Maybe nothing about this run is more unlikely than the Panthers’ biggest postseason hero: Sergei Bobrovsky signed a seven-year, $70 million deal with the Panthers in 2019 to make him the highest paid goalie in the NHL and it immediately looked like one of the worst contracts in the league. He had a meager .902 save percentage in his first two seasons in South Florida, got benched during the 2021 Stanley Cup playoffs, rebounded a little bit during the 2021-22 NHL season at then didn’t even start at the beginning of these payoffs, with the Panthers opting instead for goaltender Alex Lyon, who, at 30, had only played 39 games in the NHL.

Barely a month later, the 34-year-old Russian manned his crease to near perfection while 20,065 fans serenaded him with chants of, “Bobby! Bobby!” After he backstopped Florida to three straight wins to rally the Panthers past the Bruins, he stopped 164 of 174 shots from the Maple Leafs and then 168 of 174 from the Hurricanes in the conference finals. His save percentage is the best in the playoffs among goalies to play at least 10 games.

He is not the only reason Florida has made it to brink of a Cup, though. Four years ago, the Panthers were stuck in a four-year drought without a postseason appearance — not expanded those 2020 Cup playoffs — and had put together only one 100-point season in their history, so they fired longtime general manager Dale Tallon, brought in Bill Zito as his replaced and asked their new general manager to completely reshape the organization.
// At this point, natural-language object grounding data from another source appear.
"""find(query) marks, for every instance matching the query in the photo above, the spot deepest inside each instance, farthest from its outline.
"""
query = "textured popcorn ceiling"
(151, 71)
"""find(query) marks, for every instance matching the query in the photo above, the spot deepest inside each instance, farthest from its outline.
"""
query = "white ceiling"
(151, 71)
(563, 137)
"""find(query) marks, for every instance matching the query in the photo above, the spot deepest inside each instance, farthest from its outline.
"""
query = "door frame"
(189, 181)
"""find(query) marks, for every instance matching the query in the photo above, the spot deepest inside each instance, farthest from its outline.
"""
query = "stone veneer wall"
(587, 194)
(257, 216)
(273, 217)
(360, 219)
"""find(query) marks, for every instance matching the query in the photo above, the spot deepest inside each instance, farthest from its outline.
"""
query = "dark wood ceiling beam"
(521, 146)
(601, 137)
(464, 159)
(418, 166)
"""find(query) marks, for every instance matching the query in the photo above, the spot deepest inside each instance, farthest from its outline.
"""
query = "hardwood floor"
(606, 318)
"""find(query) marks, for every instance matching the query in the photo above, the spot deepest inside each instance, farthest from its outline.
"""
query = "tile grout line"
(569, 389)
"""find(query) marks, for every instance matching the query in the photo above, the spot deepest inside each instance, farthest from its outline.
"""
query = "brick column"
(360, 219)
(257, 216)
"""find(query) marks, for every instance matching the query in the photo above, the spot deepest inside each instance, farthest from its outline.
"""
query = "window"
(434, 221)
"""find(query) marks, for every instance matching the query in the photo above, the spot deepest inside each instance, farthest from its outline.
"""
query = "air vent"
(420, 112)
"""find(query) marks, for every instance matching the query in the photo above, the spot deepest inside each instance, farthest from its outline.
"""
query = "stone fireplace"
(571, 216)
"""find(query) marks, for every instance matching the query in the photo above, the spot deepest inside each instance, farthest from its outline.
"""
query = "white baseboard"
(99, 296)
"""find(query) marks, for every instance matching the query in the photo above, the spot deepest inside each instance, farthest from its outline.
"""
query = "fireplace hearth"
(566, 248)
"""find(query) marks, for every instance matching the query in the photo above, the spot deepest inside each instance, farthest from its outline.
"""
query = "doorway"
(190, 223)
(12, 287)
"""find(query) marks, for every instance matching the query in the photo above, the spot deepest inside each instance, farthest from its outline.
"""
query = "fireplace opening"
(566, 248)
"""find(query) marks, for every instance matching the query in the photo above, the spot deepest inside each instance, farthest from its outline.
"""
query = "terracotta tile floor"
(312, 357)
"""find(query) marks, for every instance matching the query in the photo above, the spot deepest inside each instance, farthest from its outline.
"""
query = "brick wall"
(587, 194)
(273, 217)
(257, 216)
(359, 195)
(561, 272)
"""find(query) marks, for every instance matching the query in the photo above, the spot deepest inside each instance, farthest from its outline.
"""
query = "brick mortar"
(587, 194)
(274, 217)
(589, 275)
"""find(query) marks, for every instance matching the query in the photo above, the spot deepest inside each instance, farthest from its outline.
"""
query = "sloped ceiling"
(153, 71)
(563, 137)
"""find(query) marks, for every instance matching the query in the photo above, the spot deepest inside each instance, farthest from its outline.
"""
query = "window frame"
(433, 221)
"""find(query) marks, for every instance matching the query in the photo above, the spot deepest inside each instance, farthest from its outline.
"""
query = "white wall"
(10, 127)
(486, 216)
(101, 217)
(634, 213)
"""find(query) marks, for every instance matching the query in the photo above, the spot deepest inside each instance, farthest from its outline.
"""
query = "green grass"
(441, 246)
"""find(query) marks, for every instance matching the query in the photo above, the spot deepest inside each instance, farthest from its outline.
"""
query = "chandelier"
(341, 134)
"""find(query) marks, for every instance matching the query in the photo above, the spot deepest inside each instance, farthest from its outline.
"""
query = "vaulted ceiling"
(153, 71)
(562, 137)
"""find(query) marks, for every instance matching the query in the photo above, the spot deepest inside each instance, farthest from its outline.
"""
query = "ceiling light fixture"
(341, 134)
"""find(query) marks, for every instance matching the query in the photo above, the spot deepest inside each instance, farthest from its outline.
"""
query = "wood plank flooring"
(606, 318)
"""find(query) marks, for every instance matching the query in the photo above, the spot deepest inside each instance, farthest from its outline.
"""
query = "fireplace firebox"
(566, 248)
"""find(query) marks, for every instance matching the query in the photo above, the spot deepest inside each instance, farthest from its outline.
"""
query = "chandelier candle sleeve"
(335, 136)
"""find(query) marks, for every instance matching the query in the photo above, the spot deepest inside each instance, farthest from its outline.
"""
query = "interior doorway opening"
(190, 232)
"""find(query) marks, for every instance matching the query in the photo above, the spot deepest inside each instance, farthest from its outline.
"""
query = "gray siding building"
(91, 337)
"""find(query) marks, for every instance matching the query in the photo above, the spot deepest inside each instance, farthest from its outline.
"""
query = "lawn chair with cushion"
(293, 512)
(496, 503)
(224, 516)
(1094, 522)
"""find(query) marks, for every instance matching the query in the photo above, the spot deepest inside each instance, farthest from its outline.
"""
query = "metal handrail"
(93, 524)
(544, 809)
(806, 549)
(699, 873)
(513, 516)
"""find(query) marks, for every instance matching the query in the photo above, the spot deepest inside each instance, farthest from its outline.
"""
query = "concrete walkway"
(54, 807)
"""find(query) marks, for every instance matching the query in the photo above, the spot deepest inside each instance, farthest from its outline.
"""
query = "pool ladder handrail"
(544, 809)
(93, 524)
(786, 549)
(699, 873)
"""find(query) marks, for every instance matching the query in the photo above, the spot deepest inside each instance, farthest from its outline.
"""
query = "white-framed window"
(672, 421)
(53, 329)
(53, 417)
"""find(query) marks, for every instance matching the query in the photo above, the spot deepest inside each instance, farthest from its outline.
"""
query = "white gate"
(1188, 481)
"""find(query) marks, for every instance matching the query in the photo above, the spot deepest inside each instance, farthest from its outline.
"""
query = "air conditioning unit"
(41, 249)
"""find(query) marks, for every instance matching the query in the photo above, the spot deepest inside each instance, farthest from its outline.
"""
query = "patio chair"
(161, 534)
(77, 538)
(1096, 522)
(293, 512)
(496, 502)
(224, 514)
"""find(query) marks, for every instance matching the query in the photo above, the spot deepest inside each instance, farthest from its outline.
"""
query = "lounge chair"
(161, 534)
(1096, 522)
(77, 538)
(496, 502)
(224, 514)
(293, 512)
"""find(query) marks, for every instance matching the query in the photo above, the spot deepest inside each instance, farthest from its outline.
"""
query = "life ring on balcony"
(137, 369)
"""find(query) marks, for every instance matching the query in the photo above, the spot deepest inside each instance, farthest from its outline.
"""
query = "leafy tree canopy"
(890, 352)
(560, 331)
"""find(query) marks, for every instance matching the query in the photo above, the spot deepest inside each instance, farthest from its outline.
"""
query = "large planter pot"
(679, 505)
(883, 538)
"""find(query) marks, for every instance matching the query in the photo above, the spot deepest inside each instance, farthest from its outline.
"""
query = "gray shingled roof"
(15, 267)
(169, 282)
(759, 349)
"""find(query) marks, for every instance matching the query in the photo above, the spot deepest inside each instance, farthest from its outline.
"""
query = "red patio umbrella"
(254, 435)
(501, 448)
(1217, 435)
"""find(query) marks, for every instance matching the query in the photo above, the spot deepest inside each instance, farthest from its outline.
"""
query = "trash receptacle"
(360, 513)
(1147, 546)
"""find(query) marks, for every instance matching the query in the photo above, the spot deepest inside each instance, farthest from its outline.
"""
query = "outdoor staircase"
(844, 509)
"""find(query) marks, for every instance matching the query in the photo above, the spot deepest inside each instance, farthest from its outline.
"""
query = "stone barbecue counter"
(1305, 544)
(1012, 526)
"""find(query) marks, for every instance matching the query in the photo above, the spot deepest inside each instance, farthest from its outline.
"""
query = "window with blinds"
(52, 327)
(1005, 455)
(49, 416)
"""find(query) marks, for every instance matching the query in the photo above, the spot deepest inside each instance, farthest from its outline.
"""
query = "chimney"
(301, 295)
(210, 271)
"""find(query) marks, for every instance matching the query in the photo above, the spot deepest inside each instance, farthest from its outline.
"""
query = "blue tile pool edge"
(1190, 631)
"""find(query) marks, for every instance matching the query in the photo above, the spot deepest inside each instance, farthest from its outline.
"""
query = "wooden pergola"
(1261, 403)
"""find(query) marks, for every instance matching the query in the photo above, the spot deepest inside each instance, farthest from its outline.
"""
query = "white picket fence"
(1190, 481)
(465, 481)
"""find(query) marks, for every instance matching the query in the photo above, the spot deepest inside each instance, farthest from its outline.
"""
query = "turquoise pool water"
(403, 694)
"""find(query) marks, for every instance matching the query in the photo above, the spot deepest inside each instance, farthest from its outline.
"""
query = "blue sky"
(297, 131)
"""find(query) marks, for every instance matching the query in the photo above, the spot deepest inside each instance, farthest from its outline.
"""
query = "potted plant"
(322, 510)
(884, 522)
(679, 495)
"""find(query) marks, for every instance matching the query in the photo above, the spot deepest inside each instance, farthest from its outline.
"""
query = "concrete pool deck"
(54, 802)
In his first year, Zito brought in 10 new everyday contributors and Florida played at a 115-point pace. In Zito’s second season, the Panthers won the Presidents’ Trophy for the first time, only to again fail to win even a single game in the second round of the playoffs. The GM’s third offseason was his most ambitious yet.

Panthers make decision on Barkov’s status for Game 4. And Zito a finalist for top GM

Andrew Brunette, who was a finalist for the Jack Adams Award as an interim coach, was gone and coach Paul Maurice — with more losses than any other coach in NHL history — came in to try to implement a more defensive-minded, postseason-ready system. Star defenseman MacKenzie Weegar and star left wing Jonathan Huberdeau, who was the franchise’s all-time leader scorer at the time, were gone, shipped to the Flames in exchange for Tkachuk.

For a long time, the bold moves appeared destined to flop, at least in Year 1. Florida was nine points out of a playoff spot after Christmas and three out with eight games left in its regular season, only for a six-game winning streak — all with Lyon in net — to vault them into the playoffs with one game to spare.